President Gentle and Infinite Jest–American Politics Never Changes
Relative to: the fictional political commentary from David Foster Wallace’s Infinite Jest regarding the President of the Organization of North American Nations.
There’s a lot going on in the world of odd political developments in this country. In my opinion. One of them is the Tea Party, and there are few political stories that are likely to bring about more devotion or disgust than discussions about the positive/negative impact of the Tea Party on the US. Thinking about this, I had a delightful time reading the following section of the Infinite Jest, in which Wallace describes the rise of President Gentle, former hearthrob crooner and germophobe (“the cleanest man in entertainment”), who creates the Clean U.S. Party, who rises the power on a wave of, well, unique circumstances, and brings about the inter-dependence of North America, creating ONAN (Org. of North American Nations, whose backers are termed supporters of ONANism, har har). Since most normal people will never read Infinite Jest, I thought a two-sentence demonstration of awesomeness would be in order. This really has nothing to do with anything Tea Party or current US Politics. It’s just a whole lot of fun.

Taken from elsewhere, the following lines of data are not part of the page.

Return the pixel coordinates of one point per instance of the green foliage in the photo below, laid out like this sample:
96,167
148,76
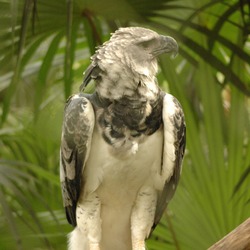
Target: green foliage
45,48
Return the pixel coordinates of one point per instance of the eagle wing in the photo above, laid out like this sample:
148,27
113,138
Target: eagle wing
78,124
173,151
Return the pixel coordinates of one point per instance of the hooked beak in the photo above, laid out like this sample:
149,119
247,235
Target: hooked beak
168,45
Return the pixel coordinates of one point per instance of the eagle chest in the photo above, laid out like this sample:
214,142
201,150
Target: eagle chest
128,119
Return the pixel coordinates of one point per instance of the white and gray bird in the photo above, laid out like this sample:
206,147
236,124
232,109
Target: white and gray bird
122,146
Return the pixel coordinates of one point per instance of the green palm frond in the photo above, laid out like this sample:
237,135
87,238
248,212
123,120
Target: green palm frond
45,47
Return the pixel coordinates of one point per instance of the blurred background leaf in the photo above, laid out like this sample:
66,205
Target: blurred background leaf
45,48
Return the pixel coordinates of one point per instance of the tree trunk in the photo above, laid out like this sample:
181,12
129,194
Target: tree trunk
238,239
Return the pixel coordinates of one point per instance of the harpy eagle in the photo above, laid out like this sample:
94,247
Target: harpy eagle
122,146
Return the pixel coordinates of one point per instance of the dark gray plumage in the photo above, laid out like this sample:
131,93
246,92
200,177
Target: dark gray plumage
122,147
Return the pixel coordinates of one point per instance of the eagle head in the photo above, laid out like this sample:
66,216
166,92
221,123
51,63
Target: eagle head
128,58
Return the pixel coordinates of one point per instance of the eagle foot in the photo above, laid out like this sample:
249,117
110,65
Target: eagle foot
94,246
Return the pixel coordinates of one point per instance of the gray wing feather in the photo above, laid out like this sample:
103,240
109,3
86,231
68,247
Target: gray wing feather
177,121
76,138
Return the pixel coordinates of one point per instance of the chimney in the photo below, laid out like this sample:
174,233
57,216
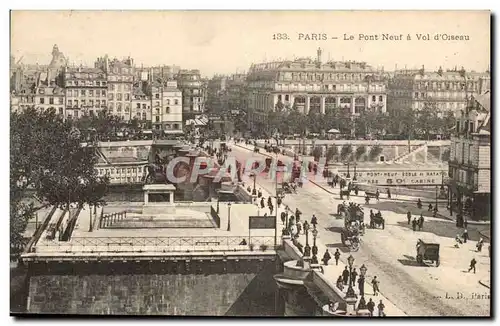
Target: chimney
318,59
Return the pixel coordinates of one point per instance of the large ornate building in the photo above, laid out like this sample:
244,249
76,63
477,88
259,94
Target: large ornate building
470,158
311,85
443,90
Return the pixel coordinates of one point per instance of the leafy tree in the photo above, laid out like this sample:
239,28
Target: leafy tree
375,152
345,152
316,153
331,153
46,157
360,151
446,155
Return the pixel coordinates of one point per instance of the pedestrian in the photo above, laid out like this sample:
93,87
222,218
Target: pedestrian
362,303
314,220
479,245
380,308
340,283
473,263
345,276
326,257
361,285
354,274
375,283
465,235
414,224
370,306
337,256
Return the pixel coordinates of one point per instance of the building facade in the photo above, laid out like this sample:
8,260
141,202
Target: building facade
120,77
193,92
443,90
470,159
86,90
171,106
311,85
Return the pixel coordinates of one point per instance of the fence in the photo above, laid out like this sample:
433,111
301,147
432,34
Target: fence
215,216
158,244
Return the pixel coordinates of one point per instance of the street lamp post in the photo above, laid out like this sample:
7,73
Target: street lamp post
436,198
354,178
363,270
307,249
315,248
229,216
350,291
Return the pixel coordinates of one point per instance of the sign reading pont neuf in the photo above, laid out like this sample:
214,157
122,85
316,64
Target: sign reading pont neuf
399,177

The facial stills that Mario lap-dissolves between are of new ‘Clean U.S. Party,’ the strange-seeming but politically prescient annular agnation of ultra-right jingoist hunt-deer-with-automatic-weapons types and far-left macrobiotic Save-the-Ozone, -Rain-Forests, -Whales, -Spooted-Owl-and-High-pH-Waterways ponytailed granola-crunchers, a surreal union of of both Rush L.-and Hillary R.C.-disillusioned fringes that drew mainstream-media guffaws at their first Convention (held in a sterile venue), the seemingly LaRoucheisly marginal party whose first platform’s plan had been Let’s Shoot Our Waste Into Space, C.U.S.P., a kind of post-Perot national joke for three years, until — white-gloved finger on the pulse of an increasingly asthmatic and sunscreen-slathered and pissed-off American electorate–the C.U.S.P suddenly swept to quadrennial victory in an angry voter-spasm that made the U.W.S.A. and LaRoucers and Libertarians chew their hands in envy as the Dems and G.O.P.s stood on either side watching dumbly, like doubles partners who each think the other’s surely got it, the two established mainstream parties split open along tired philosophical lines in a dark time when all landfills got full and all grapes were raisins and sometimes in some places the falling rain clunked instead of splatted, and also, recall, a post-Soviet and -Jihad era when — somehow even worse — there was no real Foreign Menace of any real uniified potency to hate and fear, and the U.S. sort of turned on itself and its own philosophical fatigue and hideous redolent wastes with a spasm of panicked rage that in retrospect seems possible only in a time of gelopolitical supremacy and consequent silence, the loss of any external Menace to hate and fear. This motionless face on the E.T.A. screen is Johnny Gentle, Third Party Stunner. (382)
This goes on for several crippling pages of delightful, political and social destruction. And it would seem not much has changed in the 15 years since Wallace published Infinite Jest.